Like Jonah and the Whale, sort of

Given that it's so flat, at least it is hot.
Given that it’s so flat, at least it is hot.

I’ve read Lonesome Dove and I like Western Swing music, so you would think that I’d get along ok in West Texas.  Au contraire, mon frere!  By the time I hit Fort Stockton, I began to wonder why I was making this trip at all.  Up to this point — with a brief respite at Elvis’ apartment in San Antonio — I had been driving 6 hours a day and staying in Motel 6s.  Or is it Motels 6?  Not sure on that, but it doesn’t matter.  I had been staying in cheap hotels that pretty much looked like one another, driving on roads that were basically the same, and not really taking in sights along the way.  This was no way to drive across the country.  It was time to do things differently.

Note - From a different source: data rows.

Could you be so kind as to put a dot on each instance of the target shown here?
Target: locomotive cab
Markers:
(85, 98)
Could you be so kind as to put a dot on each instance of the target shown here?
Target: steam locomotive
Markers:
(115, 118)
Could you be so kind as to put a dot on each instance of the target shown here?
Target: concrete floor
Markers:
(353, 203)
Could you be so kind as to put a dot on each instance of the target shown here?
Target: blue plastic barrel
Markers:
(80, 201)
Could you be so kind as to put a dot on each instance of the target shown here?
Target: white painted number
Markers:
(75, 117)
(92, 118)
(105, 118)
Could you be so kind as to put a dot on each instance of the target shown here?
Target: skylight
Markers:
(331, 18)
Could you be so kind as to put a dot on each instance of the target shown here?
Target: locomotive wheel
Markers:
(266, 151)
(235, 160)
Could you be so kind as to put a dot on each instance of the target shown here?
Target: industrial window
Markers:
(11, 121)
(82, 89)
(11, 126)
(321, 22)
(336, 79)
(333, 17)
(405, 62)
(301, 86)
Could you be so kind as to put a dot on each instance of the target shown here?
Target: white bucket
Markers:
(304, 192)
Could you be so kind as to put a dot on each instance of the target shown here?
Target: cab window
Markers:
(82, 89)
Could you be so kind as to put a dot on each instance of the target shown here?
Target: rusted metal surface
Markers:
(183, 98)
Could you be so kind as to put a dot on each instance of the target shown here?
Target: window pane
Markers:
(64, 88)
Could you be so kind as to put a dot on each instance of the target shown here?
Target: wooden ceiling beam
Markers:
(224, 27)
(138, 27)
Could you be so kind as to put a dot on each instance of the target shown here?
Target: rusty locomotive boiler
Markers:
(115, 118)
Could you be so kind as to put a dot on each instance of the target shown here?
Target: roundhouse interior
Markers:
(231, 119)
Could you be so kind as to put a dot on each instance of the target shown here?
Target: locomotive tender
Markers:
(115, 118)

That's "Gila" pronounced "hee-lah"
That’s “Gila” pronounced “hee-lah”

So after El Paso and Los Cruces, I veered off I-10 and up through Silver City.  Billy the Kid country.  Pat Garrett country.  Definitely more wild that Fort Stockton, Texas.  I breathed more easily when I got into those mountains.  Joseph Campbell would have seen what was coming next from a thousand miles away.  The hero’s journey has to include some trials, some sort of descent into great peril.  Lacking a handy cave, the sky itself descended on me in a way I have not experienced before or since.

Doom
Doom

None of the pictures I have to share with you will do my stories justice.  They were all taken with disposable cameras.  That’s back in the days of film, children.  Film is … well … never mind.  Point being that this picture in particular does not adequately convey the threat to my very existence that the storm embodied.  The car was rocked back and forth by the wind as I journeyed down the road.  Vision was a sweet memory obscured by the sheets of rain pouring down my windshield.  At one stage, the waters deposited on the land came rushing across the road, bringing a horde of small boulders with them.  One viciously attacked my oil pan, which managed to hold on for dear life, dented but not breached.  It would have made sense to stop if there had been an underpass or if I could have been sure no one who was following on the road would have rear-ended me.  There was no choice but to get into the storm.

Home of the moths.
Home of the moths.

And by getting in, I got through.  Through the Gila National Forest.  Through Billy the Kid county.  Through the State of New Mexico to Arizona’s Apache National Forest, wherein lies the Luna Lake Recreation Area.  Therein lies the Luna Lake campground.  Camping had been on the agenda for this trip, but this was the first night I was actually doing it.  August in Mississippi is not really the time for camping, but it’s the perfect time at 7,800 feet.  In the course of 24 hours, I knew for a fact why I was out here.  I knew what I was doing.  This was exactly why I had come west.